Iván colocó una mano sobre el hombro de Andrés y me ofreció la otra. Moví mi brazo y sentí un pinchazo en el pecho que desapareció al percibir el calor de su piel. Suspiré.
—Me siento agotado.
—Descansa, nosotros estaremos aquí cuidándote. Descansa y cuando te recuperes, reiremos juntos descubriendo el futuro.
—Sí. Necesito descansar, necesito dormir.
Me encontraba tumbado, desnudo tras el baño, entre los numerosos cojines multicolores de tejidos adamascados que provocaban el descanso del cuerpo. Dos concubinas me aireaban moviendo aquel ventilador de techo mientras el resto retozaba en las aguas de la gran piscina que se encontraba frente a mí. Me aburría soberanamente. Ninguna de ellas satisfacía el apetito sexual con el que me despertaba cada día. Simplemente estaba hastiado de todas, pero en mi obligación, como hijo del gran sultán, era complacerlas.
Di un par de palmadas y salieron del agua acercándose donde me encontraba. Preguntaron si deseaba comer algo, si precisaba un masaje en los pies o en otras partes del cuerpo. Todas con el deseo de contentarme.
—Necesito estar solo. Os podéis retirar.
Asintieron y abandonaron la estancia. Llamé a uno de los criados para que me sirviera bebida que refrescara mi garganta. Nunca había reparado en el cuerpo prácticamente desnudo de aquel chico. Sus brazos y piernas fuertes y musculosas. Su torso ancho y aquella piel bronceada. Sentí una fuerte erección y él se dio cuenta. Volvió la mirada hacia un lado mientras llenaba mi copa.
—Me has provocado el estímulo que ninguna de mis mujeres ha conseguido en las últimas semanas, sin ni siquiera tocarme —le comenté mientras bebía de la copa.

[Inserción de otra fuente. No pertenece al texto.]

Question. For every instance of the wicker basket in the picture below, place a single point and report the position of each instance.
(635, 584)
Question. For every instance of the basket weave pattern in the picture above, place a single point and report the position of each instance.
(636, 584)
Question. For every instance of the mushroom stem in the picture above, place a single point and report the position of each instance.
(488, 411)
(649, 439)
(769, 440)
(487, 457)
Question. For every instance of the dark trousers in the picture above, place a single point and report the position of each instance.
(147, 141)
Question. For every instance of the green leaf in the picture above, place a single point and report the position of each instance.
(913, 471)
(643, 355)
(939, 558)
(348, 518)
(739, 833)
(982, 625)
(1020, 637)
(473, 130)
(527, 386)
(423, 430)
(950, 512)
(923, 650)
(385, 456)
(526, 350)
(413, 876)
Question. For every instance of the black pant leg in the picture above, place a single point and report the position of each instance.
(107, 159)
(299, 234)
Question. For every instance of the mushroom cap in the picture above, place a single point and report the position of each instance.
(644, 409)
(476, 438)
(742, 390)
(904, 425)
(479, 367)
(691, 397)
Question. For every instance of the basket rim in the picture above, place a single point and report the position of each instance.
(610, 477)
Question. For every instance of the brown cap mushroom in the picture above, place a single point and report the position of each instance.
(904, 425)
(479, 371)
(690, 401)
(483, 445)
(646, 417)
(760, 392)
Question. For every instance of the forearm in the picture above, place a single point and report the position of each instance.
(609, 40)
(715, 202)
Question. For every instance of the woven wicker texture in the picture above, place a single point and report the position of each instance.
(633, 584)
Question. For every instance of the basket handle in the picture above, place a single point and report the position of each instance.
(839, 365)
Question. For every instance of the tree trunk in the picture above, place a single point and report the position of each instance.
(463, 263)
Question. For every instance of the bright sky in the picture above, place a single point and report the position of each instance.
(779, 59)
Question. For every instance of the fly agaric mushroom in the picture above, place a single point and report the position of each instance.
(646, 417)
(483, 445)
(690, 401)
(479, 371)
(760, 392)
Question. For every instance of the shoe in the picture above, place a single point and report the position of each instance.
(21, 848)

—Lo siento mi señor. No ha sido…
—No te excuses. ¿Has tenido sexo alguna vez con un hombre?
—No mi señor. Nunca.
—¿Desearías complacerme?
—En todo lo que mande.
Me levanté y me ofreció la chilaba que se encontraba entre los cojines. No hice el menor ademán de ponérmela y fue él quien me vistió con ella sin dejar de sonreír.
—Acompáñame y trae la jarra y dos copas.
El chico así lo hizo. Tomó la jarra de la bebida y dos copas y las colocó sobre una bandeja. Me siguió. Traspasamos el aposento y le mandé cerrar la puerta. Cuando lo hizo y tras dejar la bandeja sobre la mesilla me acerqué para servir en ellas. Intentó ser él quien hiciera tal trabajo y con una sonrisa se lo impedí. Le ofrecí una de las copas y ambos bebimos. Me aproximé hasta el punto de sentir el calor que desprendía su piel y volví a percibir aquella sensación de placer. Mis labios rozaron los suyos. La humedad de éstos se unió a la de los míos y me liberé de la chilaba quedándome completamente desnudo. Le despojé de la prenda que ocultaba sus partes íntimas y descubrí con satisfacción que no era yo el único que estaba excitado.